Asked if the Bush campaign should be concerned that the court is packed with Democratic appointees, Kogan says, "As I know the people on the court -- and I know them very well -- they shouldn't be worried about that at all. The court will do what they feel is right and correct regardless of their political affiliation."
Almost definitely not. Burris suggests that the court might enact its "equity powers," allowing hand recounts throughout the state's 67 counties and not just in the urban, Democratic strongholds of Palm Beach, Broward and Miami-Dade counties. Such a decision might be bad news for Gore, though on Wednesday night Gore himself said that would be OK with him if Bush so desired.

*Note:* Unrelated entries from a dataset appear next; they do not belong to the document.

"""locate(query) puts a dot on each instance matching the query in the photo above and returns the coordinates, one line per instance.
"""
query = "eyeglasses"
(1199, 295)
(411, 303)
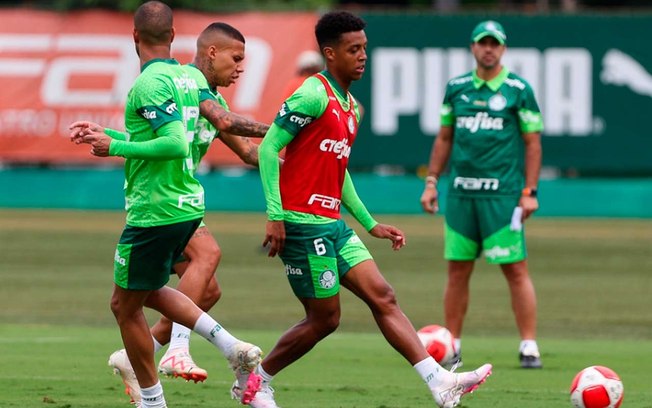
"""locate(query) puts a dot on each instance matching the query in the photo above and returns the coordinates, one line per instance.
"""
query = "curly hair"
(332, 25)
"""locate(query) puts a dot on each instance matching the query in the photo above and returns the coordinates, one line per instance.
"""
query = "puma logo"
(621, 69)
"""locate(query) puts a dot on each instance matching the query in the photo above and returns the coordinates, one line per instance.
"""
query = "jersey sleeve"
(529, 114)
(305, 105)
(154, 100)
(447, 118)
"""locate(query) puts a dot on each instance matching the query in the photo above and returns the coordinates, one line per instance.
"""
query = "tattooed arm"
(242, 146)
(231, 122)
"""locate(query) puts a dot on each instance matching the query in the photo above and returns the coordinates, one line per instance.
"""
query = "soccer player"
(164, 206)
(218, 62)
(491, 131)
(317, 125)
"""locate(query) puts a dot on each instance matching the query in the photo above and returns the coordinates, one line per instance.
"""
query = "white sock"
(529, 347)
(211, 330)
(157, 345)
(430, 371)
(180, 337)
(152, 397)
(264, 375)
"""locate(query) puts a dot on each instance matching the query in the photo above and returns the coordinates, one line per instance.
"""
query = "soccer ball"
(596, 387)
(439, 343)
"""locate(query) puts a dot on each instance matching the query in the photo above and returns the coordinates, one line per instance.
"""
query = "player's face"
(227, 62)
(349, 56)
(487, 52)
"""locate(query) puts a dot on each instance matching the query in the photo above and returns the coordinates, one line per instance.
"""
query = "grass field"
(593, 280)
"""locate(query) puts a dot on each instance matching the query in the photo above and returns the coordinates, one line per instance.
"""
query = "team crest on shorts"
(327, 279)
(497, 102)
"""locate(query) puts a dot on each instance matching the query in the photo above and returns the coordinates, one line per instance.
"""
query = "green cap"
(489, 28)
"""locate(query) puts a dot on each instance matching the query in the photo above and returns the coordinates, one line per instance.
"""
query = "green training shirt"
(205, 132)
(488, 119)
(161, 192)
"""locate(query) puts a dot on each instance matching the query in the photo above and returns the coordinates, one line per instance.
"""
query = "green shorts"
(482, 224)
(144, 256)
(316, 256)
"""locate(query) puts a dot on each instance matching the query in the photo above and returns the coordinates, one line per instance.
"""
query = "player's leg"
(504, 244)
(198, 282)
(142, 262)
(462, 245)
(524, 305)
(311, 269)
(365, 281)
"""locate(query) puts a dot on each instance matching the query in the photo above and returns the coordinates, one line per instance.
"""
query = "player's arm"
(351, 201)
(275, 140)
(230, 122)
(533, 153)
(169, 144)
(531, 126)
(246, 150)
(439, 155)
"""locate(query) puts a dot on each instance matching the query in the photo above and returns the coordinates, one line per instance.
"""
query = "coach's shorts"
(477, 224)
(317, 256)
(144, 256)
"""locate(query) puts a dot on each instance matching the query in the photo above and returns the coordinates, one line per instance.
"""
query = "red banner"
(57, 68)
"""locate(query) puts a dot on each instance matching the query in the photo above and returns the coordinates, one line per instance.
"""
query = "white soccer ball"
(439, 343)
(596, 387)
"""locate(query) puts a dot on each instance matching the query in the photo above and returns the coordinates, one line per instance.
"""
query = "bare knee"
(323, 325)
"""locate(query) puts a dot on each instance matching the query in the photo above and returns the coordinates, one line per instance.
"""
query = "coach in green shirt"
(490, 132)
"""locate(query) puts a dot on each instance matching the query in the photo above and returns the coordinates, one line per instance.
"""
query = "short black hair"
(332, 25)
(153, 22)
(226, 29)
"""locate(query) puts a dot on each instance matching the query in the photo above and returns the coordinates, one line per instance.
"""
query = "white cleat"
(178, 363)
(448, 393)
(264, 398)
(243, 359)
(121, 365)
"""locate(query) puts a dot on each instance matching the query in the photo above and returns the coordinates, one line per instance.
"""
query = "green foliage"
(196, 5)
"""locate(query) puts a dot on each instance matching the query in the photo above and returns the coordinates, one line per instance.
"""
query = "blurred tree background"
(533, 6)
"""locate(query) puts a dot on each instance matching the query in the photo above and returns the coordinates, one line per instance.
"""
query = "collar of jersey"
(492, 84)
(340, 92)
(167, 61)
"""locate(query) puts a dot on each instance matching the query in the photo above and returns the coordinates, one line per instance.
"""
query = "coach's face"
(487, 52)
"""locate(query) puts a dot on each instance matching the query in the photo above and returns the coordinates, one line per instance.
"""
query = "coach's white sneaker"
(243, 359)
(121, 365)
(264, 398)
(178, 363)
(447, 393)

But were the state Supreme Court to take up the matter, he might not have a choice.
Moreover, Gore's offer to quell all further litigation as long as the hand recounts are allowed to continue is probably rooted in pragmatism more than in magnanimity.
According to the scholars interviewed, legal challenges the Gore Recount Committee might make about Palm Beach County's supposedly confusing "butterfly ballot," for instance -- which some who want a revote have argued was an illegal ballot -- would probably go nowhere.
"That case is a very hard case" to prove, Little says. "The underlying case law in Florida has held that the mere fact that some voters complained about a ballot or a machine they found somewhat confusing is not grounds for invalidating an election or calling for a new vote."
Burris points out that "case law in Florida clearly cuts against any successful challenge to the 'butterfly ballot' call for a revote. The standard is: 'Did you substantially comply with the statute?'" And Palm Beach County did, he says.
If Bush rejects Gore's offer, and the court agrees to shake out this rug, one of the justices in the spotlight -- one of the most recently named to the court -- will be Peggy Ann Quince, who was named to the court in November 1998.
Quince was named as Supreme Court Justice Ben Overton, then 70, was being forced out of the Tallahassee courtroom by a mandatory retirement provision in the state Constitution.
There was a question about who would pick Overton's successor. Then-Gov. Chiles was on his way out of office himself; his handpicked successor, then-Lt. Gov. Buddy MacKay, had just been defeated by Jeb Bush in the November election. Overton's term was set to expire on Jan. 4, just as Jeb Bush was scheduled to be sworn in.
Would Chiles name Overton's successor before Bush was sworn in? Would Gov.-elect Bush? For a spell, it looked as if the two would end up in court to hash it all out.
Instead, Chiles let Bush interview the four nominee finalists for Overton's slot on the court, in the hopes that they could agree on one.
They did, selecting Quince of the 2nd District Court of Appeals. Once appointed, the highly regarded Tampa judge became the first black woman to serve on the state Supreme Court.
That kind of bipartisan cooperation seems completely foreign in the current state of American politics.